The fact is that even if you repeat the same GRR study - same parts & appraisers - you would not get the exact same result. Assuming that all operators are equal, I'm not sure if a difference of as much as 7% in GRR% is resonable or to be expected. IMO, you could look at their charts and see if some are more equal than others!

Dear Atul,

Of course you are right. I made R&R calculations for each specification, specifically. And per specification I split the total operator group into groups of three. As an example, for the thickness measurement (thickness 950 ± 7 nanometer) of a particular specification the R&R for the five groups of three operators each was 22.7 - 17.1 - 13.3 - 19.0 - 15.8 respectively. I think these are nice figures. However, what kind of spread can I expect between the groups of three, assuming equal skill etc.? And what factors are influencing the outcome?

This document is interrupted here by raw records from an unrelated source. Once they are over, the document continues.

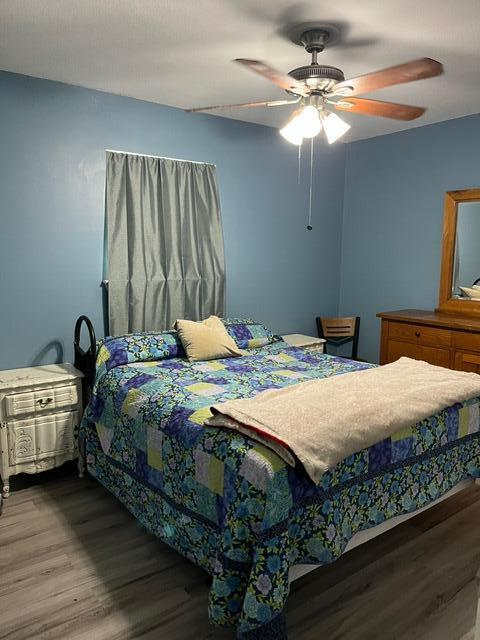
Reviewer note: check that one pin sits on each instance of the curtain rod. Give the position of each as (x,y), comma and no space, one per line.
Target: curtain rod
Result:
(146,155)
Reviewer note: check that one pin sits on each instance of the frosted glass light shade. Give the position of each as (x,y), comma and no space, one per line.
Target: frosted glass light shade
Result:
(304,123)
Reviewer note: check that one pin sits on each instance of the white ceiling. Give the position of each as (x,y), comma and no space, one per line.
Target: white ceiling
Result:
(178,52)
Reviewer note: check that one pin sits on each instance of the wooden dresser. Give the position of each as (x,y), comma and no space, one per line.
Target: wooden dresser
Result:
(443,339)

What's important--other than the basic integrity of the data--is knowing how much of the tolerance the process is using. GR&R output numbers are of little value until you have that information. There is an interesting and seldom-mentioned catch-22, chicken-or-the-egg paradox in the AIAG requirements for MSA. On page 73 of the 3rd Editon of the MSA manual there is a poorly written statement that says,

For Process Control situations where the measurement result and decision criteria determine, "process stability, direction and compliance with the natural process variation" (i.e., SPC, process monitoring, capability, and process improvement), the availability of samples over the entire operating range becomes very important. (Emphasis added.)

But how can one reliably determine the variability of the process until a gage study has been done? According to the AIAG, it's necessary to statistically qualify measurement systems before they're used in production, but the basis for the qualification is data derived from use of unproven measurement systems. The result is the Bart Simpson paradox: you're d*mned if you do and d*mned if you don't.

You have to do the best you can to assure that measurement system error and tolerance consumed by the process don't overlap. You do this by using calibrated gages and experienced operators to select parts for the gage study, and do your best to assure that the known operating range of the tolerance is represented in the parts selected for the study.